Posted on Oct 15, 2022 • Originally published at getcode.substack.com on Oct 14, 2022

A Nibble of Content-Defined Chunking

#hash #filetransfer #deduplication #chunking

Nibble: a small piece of food bitten off. In computing: half a byte of information. In every nibble, I explain one idea from computing science or software engineering in five minutes of reading time.

Consider the problem of backing up large binary files, like virtual machine images, zip files, images, or videos. Because typically only a small fraction of the data changes, it is terribly slow and expensive to transfer each and every file again and again, with every backup. Ideally, we'd transfer only the changes since the last backup, and nothing else.

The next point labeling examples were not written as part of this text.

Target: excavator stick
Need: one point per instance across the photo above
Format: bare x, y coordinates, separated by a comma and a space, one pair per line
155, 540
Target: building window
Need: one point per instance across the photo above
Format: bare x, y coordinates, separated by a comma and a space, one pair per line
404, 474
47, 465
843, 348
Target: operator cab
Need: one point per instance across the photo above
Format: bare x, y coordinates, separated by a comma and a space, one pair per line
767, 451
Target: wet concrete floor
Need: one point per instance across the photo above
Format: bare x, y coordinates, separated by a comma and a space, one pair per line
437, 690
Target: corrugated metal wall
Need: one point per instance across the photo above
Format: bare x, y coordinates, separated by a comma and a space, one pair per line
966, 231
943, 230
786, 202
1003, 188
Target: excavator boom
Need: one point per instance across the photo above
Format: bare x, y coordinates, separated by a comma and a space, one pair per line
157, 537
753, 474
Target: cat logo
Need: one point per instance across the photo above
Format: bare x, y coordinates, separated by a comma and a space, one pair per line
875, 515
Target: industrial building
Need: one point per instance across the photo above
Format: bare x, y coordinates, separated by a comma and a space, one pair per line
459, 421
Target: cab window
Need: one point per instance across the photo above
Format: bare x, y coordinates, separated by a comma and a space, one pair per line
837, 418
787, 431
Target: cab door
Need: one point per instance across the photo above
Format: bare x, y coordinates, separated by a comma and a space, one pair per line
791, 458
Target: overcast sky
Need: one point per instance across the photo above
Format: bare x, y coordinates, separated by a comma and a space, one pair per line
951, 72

Of course, we can't afford to miss something either!

Photo by Mae Mu on Unsplash

A naïve approach would be to find the changed parts by comparing the current version of the files with the previously backed-up version. However, that requires a complete transfer of each file, which defeats the purpose.

Fixed-size chunking

A better solution is to make the backup content addressable. Split each file into parts of fixed size called chunks and compute a hash of each chunk's content. Initially, we transfer each chunk to the backup store keyed by its hash and store a file with the chunk names that make up every file in the backup.

Afterward, if disaster strikes, we can recover files by downloading their list of chunk names, downloading the chunks, and then simply joining them together.

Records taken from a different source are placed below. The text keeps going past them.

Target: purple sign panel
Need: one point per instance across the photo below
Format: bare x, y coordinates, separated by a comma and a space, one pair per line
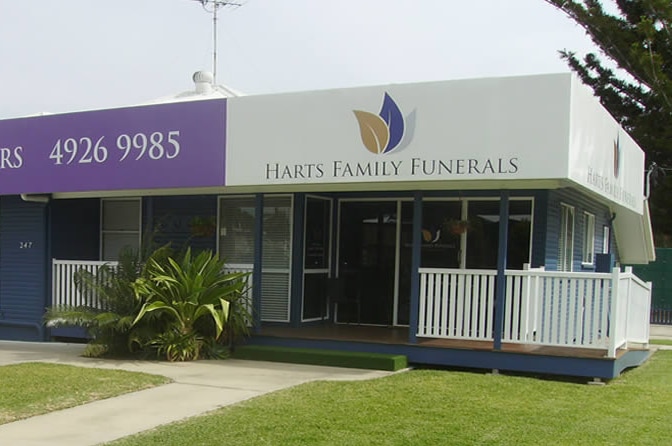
176, 145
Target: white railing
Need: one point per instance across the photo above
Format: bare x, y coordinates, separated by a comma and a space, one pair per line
64, 290
247, 295
565, 309
631, 307
456, 304
557, 308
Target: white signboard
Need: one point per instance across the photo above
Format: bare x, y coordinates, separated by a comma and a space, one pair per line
602, 157
485, 129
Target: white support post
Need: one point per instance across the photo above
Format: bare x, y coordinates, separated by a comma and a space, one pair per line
611, 315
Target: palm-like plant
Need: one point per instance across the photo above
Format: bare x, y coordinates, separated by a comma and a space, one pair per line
185, 292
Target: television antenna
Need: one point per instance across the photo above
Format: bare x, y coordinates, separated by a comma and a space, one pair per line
213, 7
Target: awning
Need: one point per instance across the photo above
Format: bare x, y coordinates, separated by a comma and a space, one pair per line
634, 236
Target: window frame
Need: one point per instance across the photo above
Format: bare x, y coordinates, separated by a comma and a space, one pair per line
565, 249
588, 249
104, 232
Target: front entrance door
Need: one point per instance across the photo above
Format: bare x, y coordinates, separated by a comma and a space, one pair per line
375, 261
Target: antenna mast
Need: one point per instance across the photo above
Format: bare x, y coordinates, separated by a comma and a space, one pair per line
212, 7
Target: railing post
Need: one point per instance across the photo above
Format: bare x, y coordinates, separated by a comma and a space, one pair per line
500, 284
415, 268
612, 316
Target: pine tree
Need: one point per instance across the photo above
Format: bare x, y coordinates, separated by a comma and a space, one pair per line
637, 42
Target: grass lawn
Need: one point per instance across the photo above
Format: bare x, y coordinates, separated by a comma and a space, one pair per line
35, 388
429, 407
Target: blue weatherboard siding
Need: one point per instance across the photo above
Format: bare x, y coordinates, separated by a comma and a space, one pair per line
75, 229
23, 269
581, 203
480, 359
172, 218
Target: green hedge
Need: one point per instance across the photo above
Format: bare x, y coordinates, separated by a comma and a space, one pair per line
335, 358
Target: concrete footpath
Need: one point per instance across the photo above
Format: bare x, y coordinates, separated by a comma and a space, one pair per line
197, 387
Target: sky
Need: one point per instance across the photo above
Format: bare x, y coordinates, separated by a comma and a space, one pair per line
70, 55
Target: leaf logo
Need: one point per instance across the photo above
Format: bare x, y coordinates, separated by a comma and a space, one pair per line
617, 157
387, 131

This approach is called fixed-size chunking.

As a bonus, fixed-size chunking de-duplicates: if one or more chunks are identical by hash, they're transferred only once. It doesn't matter if the duplicate chunk is in the same or another file.

Chunking addresses incremental transfer nicely. If a chunk changes, only that chunk needs to be transferred:

Are we done? Not quite. With fixed-size chunking, a few bytes inserted or removed at the beginning of a file means all of the following chunks get a different hash, even though they haven't changed! That significantly affects our ability to de-duplicate and transfer incrementally.

Content-defined chunking

The solution is to use content-defined chunking. Instead of splitting the file into fixed chunks, we let the file content determine where to split. We can do this by computing a rolling hash and splitting when the rolling hash satisfies a condition - typically, when some number of bits in the hash is zero.

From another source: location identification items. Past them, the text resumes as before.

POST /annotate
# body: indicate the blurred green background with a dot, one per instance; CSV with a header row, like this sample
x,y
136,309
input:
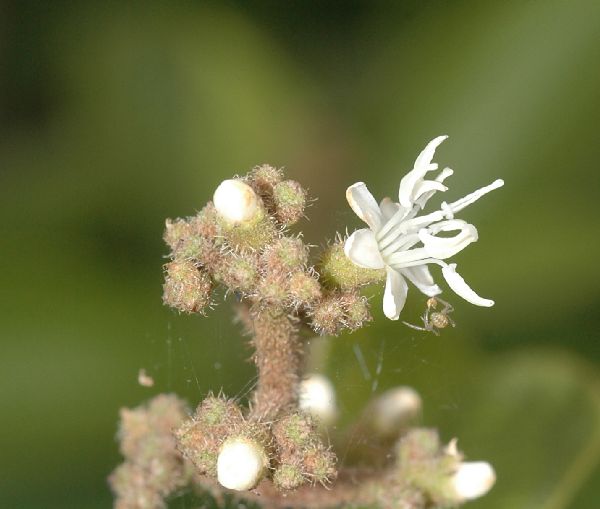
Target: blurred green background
x,y
116,115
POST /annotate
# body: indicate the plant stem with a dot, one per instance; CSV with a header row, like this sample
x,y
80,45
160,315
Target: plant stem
x,y
278,357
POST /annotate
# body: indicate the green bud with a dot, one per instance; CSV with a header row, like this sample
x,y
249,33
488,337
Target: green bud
x,y
238,272
304,288
289,199
264,178
186,288
288,477
285,255
337,270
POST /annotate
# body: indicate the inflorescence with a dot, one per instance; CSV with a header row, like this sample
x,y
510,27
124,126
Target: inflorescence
x,y
275,447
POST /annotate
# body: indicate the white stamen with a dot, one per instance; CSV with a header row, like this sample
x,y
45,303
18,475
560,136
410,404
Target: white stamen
x,y
394,239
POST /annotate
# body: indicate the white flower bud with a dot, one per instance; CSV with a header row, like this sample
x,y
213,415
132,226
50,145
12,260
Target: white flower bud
x,y
241,464
317,397
236,201
473,479
394,409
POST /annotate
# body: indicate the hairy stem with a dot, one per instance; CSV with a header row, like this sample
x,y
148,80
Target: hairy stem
x,y
278,356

First, let's understand what a rolling hash is. A rolling hash has a fixed window size, say 64 bytes. For each window in the file, the hash is computed, so the first hash is bytes 0 to 63, then 1 to 64, then 2 to 65, and so on. A rolling hash is efficient because it can be incrementally updated, by removing the contribution of the oldest byte and adding the new byte.

Now, to find chunk boundaries, we check whether the lowest N bits of each hash are all zeros. If so, we have a new chunk boundary. The all-zeroes condition is arbitrary - may as well be all ones, or two, or spell your name. More importantly, by choosing N we can target a chunk size of 2ᴺ bytes on average. That's because the hash's bits are uniformly distributed, so a string of N bits occurs with a probability of 1 in 2ᴺ.

The rest is like fixed-size chunking: hash the content of each chunk, and use that to transfer and de-duplicate.

Content-defined chunking neatly solves the problem of inserting or removing data, because the chunk boundaries are no longer offset-based. Now, if data is inserted anywhere outside the chunk boundaries, the boundaries "move" with the data, and most chunks stay the same.